In Badiya players must explore and discover the supplies needed for survival. They have the opportunity of discover outposts, villages, camps, and ancient ruins. Photo: Semaphore Games.

Representation in media is an important part of developing a better understanding of people with different experiences. The kinds of roles that various peoples fill in media tell viewers about those people.

Very often, people who aren’t white—or men, or straight—are represented by stereotypes. Those stereotypes often spring from laziness on the part of creators, but they reinforce racist, sexist, and otherwise oppressive narratives.

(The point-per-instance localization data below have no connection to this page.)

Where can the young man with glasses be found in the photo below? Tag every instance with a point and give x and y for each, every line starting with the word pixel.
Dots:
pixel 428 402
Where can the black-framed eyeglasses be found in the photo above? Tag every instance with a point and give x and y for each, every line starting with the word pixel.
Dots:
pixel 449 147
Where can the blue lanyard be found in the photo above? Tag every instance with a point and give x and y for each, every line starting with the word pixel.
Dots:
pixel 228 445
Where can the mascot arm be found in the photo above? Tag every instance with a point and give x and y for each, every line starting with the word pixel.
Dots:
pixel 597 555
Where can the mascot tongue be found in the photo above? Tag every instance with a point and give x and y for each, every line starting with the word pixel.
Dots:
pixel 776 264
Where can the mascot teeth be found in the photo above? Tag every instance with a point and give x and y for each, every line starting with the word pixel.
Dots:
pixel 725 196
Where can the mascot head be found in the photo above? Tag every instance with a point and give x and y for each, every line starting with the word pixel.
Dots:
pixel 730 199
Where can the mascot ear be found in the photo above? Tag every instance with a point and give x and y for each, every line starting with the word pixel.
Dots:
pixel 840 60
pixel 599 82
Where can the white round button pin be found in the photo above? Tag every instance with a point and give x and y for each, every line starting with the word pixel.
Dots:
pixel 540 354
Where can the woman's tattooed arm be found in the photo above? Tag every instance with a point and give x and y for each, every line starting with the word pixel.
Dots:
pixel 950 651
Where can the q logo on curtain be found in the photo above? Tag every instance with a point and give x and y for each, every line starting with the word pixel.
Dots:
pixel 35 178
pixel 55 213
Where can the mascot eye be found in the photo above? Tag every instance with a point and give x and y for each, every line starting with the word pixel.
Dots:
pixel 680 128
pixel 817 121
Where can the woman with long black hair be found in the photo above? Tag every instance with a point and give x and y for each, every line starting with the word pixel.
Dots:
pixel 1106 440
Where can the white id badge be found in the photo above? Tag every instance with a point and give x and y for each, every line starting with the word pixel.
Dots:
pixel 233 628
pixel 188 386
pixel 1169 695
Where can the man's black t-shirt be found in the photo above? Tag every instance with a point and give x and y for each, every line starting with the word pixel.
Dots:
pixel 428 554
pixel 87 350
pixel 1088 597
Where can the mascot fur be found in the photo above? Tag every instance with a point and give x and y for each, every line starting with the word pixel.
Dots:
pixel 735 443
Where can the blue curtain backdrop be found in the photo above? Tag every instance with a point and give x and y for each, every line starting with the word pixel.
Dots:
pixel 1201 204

Representations of Arabs in media, especially in video games, often suffer from this problem. The use of Arabic characters or the Arabic language, and of Islam in video games has never been particularly well thought out.

There is a tendency, for example, to paint the entire Middle East with one broad brush, erasing the various peoples and traditions that exist within that region.

The best way to counteract poor representation in media is to enlist marginalized people to tell their own stories, but that’s hard to pull off in the big business of video games here in the United States. Luckily, the Saudi Arabian developer Semaphore has a new game in development that aims to address these issues.

Called Badiya, the game is set during the years after World War I, when the country now known as Saudi Arabia was being formed.

The game itself is part of the currently popular survival genre, in which players must find food, construct shelter, and generally try to survive. Many such games have post-apocalyptic themes, but Semaphore chose that genre to both give it a more grounded, realistic angle.

This choice allowed them to give players a sense of what it was like to try and get by in these difficult, often violent times.

They aren’t focusing on specific people or places, but instead trying to bring to life aspects of Arabic culture that many people outside of the Middle East don’t understand.